Widespread consumer demand for plastic products that are free of the hormone-disrupting chemical bisphenol-A (BPA) has led to some significant positive changes in the way that food, beverage and water containers are manufactured. But a new study out of Germany has found that thousands of other potentially harmful chemicals are still leeching from plastic products into food and beverages, including an endocrine-disrupting chemical (EDC) known as di(2-ethylhexyl) fumarate, or DEHF, that is completely unregulated.
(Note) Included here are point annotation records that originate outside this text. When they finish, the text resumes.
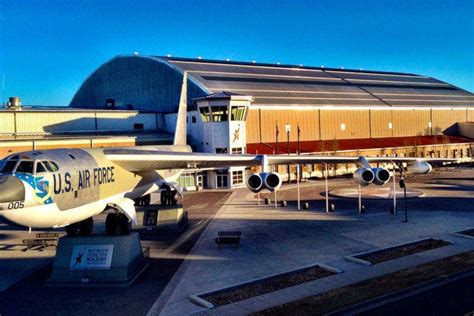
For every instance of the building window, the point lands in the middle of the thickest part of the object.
(237, 113)
(186, 180)
(205, 115)
(222, 178)
(221, 150)
(202, 179)
(237, 177)
(219, 113)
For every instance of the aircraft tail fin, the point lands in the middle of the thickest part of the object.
(181, 132)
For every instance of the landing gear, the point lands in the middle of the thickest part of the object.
(143, 201)
(83, 228)
(168, 197)
(117, 224)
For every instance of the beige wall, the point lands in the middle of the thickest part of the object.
(7, 123)
(443, 119)
(253, 126)
(356, 124)
(411, 122)
(470, 115)
(308, 121)
(380, 120)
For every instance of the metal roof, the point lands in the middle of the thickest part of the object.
(285, 85)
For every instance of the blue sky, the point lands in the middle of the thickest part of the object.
(48, 48)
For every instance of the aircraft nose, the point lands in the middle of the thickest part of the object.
(11, 189)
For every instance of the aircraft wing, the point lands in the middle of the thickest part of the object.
(142, 160)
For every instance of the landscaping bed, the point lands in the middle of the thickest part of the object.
(360, 292)
(402, 250)
(266, 285)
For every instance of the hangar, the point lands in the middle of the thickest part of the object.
(249, 107)
(275, 108)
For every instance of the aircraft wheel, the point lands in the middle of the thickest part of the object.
(146, 199)
(111, 224)
(72, 230)
(173, 199)
(124, 226)
(86, 226)
(164, 197)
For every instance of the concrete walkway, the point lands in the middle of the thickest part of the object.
(284, 239)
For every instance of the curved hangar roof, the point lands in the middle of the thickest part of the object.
(152, 83)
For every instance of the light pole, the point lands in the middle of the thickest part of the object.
(300, 176)
(276, 138)
(288, 130)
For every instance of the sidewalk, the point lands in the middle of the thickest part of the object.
(280, 240)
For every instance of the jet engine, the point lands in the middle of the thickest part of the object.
(363, 176)
(272, 181)
(255, 182)
(381, 176)
(419, 167)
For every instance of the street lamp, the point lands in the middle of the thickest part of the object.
(288, 130)
(276, 138)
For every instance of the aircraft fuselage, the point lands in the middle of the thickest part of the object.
(84, 183)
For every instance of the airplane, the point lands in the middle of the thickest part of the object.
(68, 187)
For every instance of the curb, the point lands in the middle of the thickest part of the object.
(459, 234)
(401, 294)
(195, 298)
(173, 283)
(354, 258)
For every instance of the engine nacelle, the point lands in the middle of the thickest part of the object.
(363, 176)
(255, 182)
(419, 167)
(381, 176)
(271, 180)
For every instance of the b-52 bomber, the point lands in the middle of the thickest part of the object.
(67, 187)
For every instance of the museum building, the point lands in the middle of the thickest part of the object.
(249, 107)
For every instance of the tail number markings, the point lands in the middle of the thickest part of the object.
(16, 205)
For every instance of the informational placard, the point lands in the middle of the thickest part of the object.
(91, 257)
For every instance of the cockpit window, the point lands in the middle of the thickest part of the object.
(50, 166)
(53, 167)
(9, 166)
(25, 166)
(40, 168)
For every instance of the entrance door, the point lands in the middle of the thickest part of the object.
(222, 179)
Martin Wagner and his colleague, Jorg Oehlmann, from the Goethe University Frankfurt, in conjunction with a team of researchers from the German Federal Institute of Hydrology, learned this after conducting tests on 18 different bottled water products to look for the presence of EDCs. Using an advanced combination of bioassay work and high-resolution mass spectrometry, the team identified some 24,520 different chemicals present in the tested water.
But of major concern, and the apparent underpinning of the study’s findings, was DEHF, a plasticizer chemical that is used to make plastic bottles more flexible. According to reports, DEHF was clearly identified in the tested water as the most consistent and obvious culprit causing anti-estrogenic activity. Despite trace amounts of more than 24,000 other potentially damaging chemicals, DEHF stood out […]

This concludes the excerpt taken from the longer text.